Through a series of extremely convoluted events that are both amusing and too long to retell here, I have managed to become entangled in a bet which serves to greatly benefit me.

The problem is, I would need research to win said bet - research that should never need to be done while the Internet is around.

So, therefore, I have a question for all playgrounders: is there such a thing as a soup, stew, or broth that, during the cooking/preparation process, involves a whole onion being placed in the mix? The onion can be peeled, and it can also be removed at a later point.

The fate of an entire curriculum may depend on the existence of this soup.

Sneak
2010-02-28, 06:59 PM
French onion soup. Google for recipes.

And it's delicious!

EDIT: Wait, you mean...not chopped up at all? Because if so, I have no idea.

Teutonic Knight
2010-02-28, 07:02 PM
My mama makes pho broth with a whole roasted onion in it. So pho, I guess. Not sure if everyone makes it that way.

Kneenibble
2010-02-28, 07:07 PM
Onions are often put whole when making broths.

Since bone broths especially simmer for hours, the onion being whole lets its flavour come out more slowly and fully, and not just dissolve into mush within twenty minutes.

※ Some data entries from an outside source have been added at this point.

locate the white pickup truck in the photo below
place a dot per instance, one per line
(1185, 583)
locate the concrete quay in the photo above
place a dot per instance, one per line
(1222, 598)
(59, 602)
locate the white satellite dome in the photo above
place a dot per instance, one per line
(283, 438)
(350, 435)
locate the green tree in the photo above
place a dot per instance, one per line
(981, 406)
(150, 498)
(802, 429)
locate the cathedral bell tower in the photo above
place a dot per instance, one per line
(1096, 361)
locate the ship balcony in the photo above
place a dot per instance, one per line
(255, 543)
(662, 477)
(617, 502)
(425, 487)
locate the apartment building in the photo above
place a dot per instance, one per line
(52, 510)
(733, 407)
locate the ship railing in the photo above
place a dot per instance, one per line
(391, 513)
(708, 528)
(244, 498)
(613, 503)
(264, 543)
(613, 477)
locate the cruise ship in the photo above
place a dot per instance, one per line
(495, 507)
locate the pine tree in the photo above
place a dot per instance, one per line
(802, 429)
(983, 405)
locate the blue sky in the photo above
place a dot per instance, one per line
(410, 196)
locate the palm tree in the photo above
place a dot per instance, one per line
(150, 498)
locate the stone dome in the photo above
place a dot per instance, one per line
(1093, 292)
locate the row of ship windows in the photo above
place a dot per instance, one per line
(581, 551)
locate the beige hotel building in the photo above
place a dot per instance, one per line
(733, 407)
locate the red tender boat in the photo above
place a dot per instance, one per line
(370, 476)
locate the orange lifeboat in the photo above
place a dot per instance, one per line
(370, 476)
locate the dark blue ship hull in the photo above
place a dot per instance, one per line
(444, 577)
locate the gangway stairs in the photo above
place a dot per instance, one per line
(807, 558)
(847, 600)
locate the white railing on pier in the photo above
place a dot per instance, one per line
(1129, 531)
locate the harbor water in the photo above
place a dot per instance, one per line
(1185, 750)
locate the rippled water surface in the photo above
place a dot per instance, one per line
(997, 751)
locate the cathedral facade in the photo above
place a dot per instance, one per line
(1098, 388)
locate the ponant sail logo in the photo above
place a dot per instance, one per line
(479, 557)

I remember my mom always made broths with bones and whole vegetables like that, and I would always hover near her when she strained it to eat the pulp-soft onions and carrots that would otherwise be thrown away. They satisfied some inscrutable desire in me.

Flarp
2010-02-28, 07:12 PM
My mama makes pho broth with a whole roasted onion in it. So pho, I guess. Not sure if everyone makes it that way.

I can definitely work with this. Thank you!

CrimsonAngel
2010-02-28, 08:50 PM
Yo Mamma!

Wait, that dosen't work here.

Alteran
2010-02-28, 08:52 PM
Wait, that dosen't work here.

That's what she said!

:smalltongue:

thirdkingdom
2010-03-01, 06:11 AM
Whenever we make chicken stock, which while not a soup in its own right is used as a base for many soups, we add onions, celery, carrots, etc. as well as the chicken parts. Let simmer for a few, eight hours, remove veggies and chicken bits. So you could say that all the soups we make from chicken stock have had whole onions in them at some point.